— А как же мебель?
— Мебели у неё не так много. Вернее, осталось не так много. Лихие девяностые не прошли для неё даром…
Усилием воли Лихачёва придала себе самый равнодушный вид, хотя было заметно, что упомянутые времена для неё самой не остались незамеченными, и наверняка ощутимо сказались на её благосостоянии.
— Всё, что Ирина Александровна скопила за долгие годы непосильного труда и хранила на сберкнижке, бесследно исчезло, — взволнованно продолжила Татьяна. — Ради того, чтобы выжить и не умереть с голоду, мебель, а также многие хорошие вещи, пришлось продать. Так что теперь в её комнате можно кататься на этой инвалидной коляске хоть вдоль, хоть поперёк…
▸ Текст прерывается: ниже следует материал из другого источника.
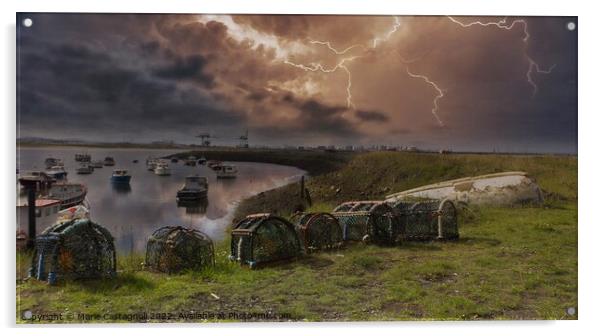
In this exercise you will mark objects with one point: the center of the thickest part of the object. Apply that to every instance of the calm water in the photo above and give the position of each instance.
(132, 214)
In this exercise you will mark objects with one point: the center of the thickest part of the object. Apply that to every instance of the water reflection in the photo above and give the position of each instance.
(121, 188)
(132, 212)
(194, 207)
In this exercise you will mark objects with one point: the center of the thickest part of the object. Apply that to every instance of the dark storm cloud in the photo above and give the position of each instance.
(186, 68)
(71, 87)
(159, 76)
(375, 116)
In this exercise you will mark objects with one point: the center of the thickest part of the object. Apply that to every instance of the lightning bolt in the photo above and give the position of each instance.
(440, 94)
(394, 29)
(314, 67)
(503, 24)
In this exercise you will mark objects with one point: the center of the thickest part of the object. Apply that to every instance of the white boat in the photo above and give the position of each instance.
(194, 189)
(69, 194)
(84, 168)
(97, 164)
(226, 171)
(151, 163)
(57, 172)
(82, 157)
(121, 176)
(505, 188)
(162, 169)
(52, 162)
(39, 178)
(191, 161)
(109, 161)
— Понятно. Всё самое лучшее и дорогостоящее из того, что она имела, ушло за бесценок, — подытожил я с напускной грустью.
— Деньги были очень нужны… — с глубоким вздохом произнесла Лихачёва.
— А кому они не нужны? — понимающе констатировал я.
— К сожалению, ты прав, — поникшим голосом произнесла Татьяна. — Как говорится, «не в деньгах счастье»… Но и без них уж больно муторно на душе…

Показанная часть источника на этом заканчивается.